Question #3: Using this section’s code as a
template, add the linear regression surface for the model
Debt_median ~ Net_Tuition + ACT_median to a 3-D scatter
plot that uses “Net_Tuition” as the x-variable and “ACT_median” as the
y-variable. You should use the lm() function to fit this
model prior to Step 2.
\(~\)
Axis labels in plotly can be modified using the
layout() function, while most other scales can be labeled
in the function used to create them:
## Plot of the GAM model - gam(Salary10yr_median ~ s(Cost) + s(Adm_Rate), data = colleges)
## Graph
plot_ly() %>%
add_trace(type = "scatter3d", x = ~colleges$Cost, y = ~colleges$Adm_Rate,
z = ~colleges$Salary10yr_median, color = I("black")) %>%
add_surface(x = ~xs, y = ~ys, z = ~m, colorscale = "Reds", colorbar = list(title = "Salary")) %>%
layout(scene = list(xaxis = list(title = "Cost"),
yaxis = list(title = "Admission Rate"),
zaxis = list(title = "Median 10 year salary")))

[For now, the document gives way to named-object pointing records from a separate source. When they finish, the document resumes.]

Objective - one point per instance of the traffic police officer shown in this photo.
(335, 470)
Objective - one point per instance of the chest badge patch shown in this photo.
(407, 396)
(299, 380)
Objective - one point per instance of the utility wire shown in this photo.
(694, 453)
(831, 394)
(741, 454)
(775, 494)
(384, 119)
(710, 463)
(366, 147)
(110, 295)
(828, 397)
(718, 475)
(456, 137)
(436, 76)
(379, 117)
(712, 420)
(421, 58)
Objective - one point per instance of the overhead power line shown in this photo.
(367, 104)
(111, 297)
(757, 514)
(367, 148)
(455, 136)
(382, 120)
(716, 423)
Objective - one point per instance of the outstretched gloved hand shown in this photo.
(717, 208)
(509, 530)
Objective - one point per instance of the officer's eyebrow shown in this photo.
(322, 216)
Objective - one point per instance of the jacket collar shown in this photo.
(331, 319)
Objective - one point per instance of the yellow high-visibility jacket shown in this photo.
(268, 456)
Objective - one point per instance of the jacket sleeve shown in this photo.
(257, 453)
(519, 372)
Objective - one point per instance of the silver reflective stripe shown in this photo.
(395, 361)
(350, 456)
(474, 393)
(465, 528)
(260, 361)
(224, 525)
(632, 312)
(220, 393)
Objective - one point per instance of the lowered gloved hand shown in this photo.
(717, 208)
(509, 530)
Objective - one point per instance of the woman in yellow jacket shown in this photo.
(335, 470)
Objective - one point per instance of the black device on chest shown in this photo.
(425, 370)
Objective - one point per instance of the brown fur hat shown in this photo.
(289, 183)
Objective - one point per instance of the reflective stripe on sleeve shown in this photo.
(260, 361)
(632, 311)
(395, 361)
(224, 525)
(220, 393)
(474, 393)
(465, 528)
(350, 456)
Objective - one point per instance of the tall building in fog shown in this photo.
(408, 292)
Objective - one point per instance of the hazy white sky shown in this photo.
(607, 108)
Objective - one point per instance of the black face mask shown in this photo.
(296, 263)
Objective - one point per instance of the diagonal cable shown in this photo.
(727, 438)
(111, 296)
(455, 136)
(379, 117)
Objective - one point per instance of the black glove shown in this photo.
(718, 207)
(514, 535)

Documentation for the full set of options in layout()
can be found
here.
\(~\)
Most plotly graphics can be made into animations by
adding a frame argument, which defines a series of data
snapshots that the animation will progress through.
As an example, the code below creates an animated bar chart showing the populations of US states for each year going from 2010 to 2018:
## Load the data
states <- read.csv("https://remiller1450.github.io/data/state_pops.csv")
## Tidy the data
library(tidyr)
library(stringr)
states_long <- pivot_longer(states, cols = 2:ncol(states), names_to = "Year", values_to = "Population")

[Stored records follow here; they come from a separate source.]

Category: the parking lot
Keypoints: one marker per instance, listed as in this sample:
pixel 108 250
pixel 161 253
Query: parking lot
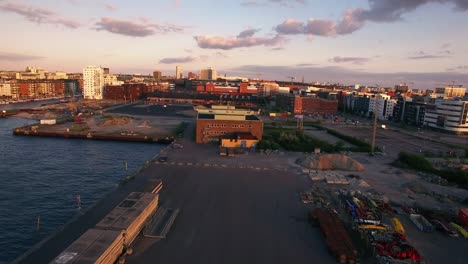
pixel 234 216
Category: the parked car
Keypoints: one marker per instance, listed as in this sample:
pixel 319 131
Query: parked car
pixel 177 146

states_long$Year <- str_replace(string = states_long$Year, pattern = "X", replace = "")
states_long$State <- str_replace(string = states_long$State, pattern = ".", replace = "")
## Animation
plot_ly(data = states_long, type = "bar",
x = ~reorder(State, X = Population, FUN = min), y = ~Population, frame = ~Year, showlegend = FALSE)
Notice that these data needed to be converted to “long format” for
the column “Year” to be used as the frame argument.
Additionally, reorder() is used to arrange the states by
their initial population (assumed to be their minimum).
Animations can be customized using the animation_opts()
function.
## Fast and bouncy animation
plot_ly(data = states_long, type = "bar",
x = ~reorder(State, X = Population, FUN = min), y = ~Population, frame = ~Year, showlegend = FALSE) %>%
animation_opts(frame = 100, easing = "elastic", redraw = FALSE)
Within animation_opts(), the frame argument
controls the speed at which frames progress. The default is 500
milliseconds, so this animation is 5 times faster than the initial
example.
The easing argument implements a transition between
frames (in this case an elastic bounce). Different easing options are listed
here between lines 68 and 103.
Finally, redraw = FALSE is used to avoid redrawing the
entire plot at each frame. In this example it doesn’t make much of a
difference, but for larger data sets it can greatly reduce lag.
Question #4: The code below reads a data set
compiled by Mother
Jones that aims to document all mass shootings in the United States.
For this question, create an animated plot that displays the yearly
number of fatalities and injuries in these shootings over time. For
reference, a sample animation is included below (yours should be
similar, but it doesn’t need to be identical). Hint: Before
creating the animation you should use group_by(),
summarize(), and pivot_longer() to prepare the
data.
shootings <- read.csv('https://remiller1450.github.io/data/MassShootings.csv')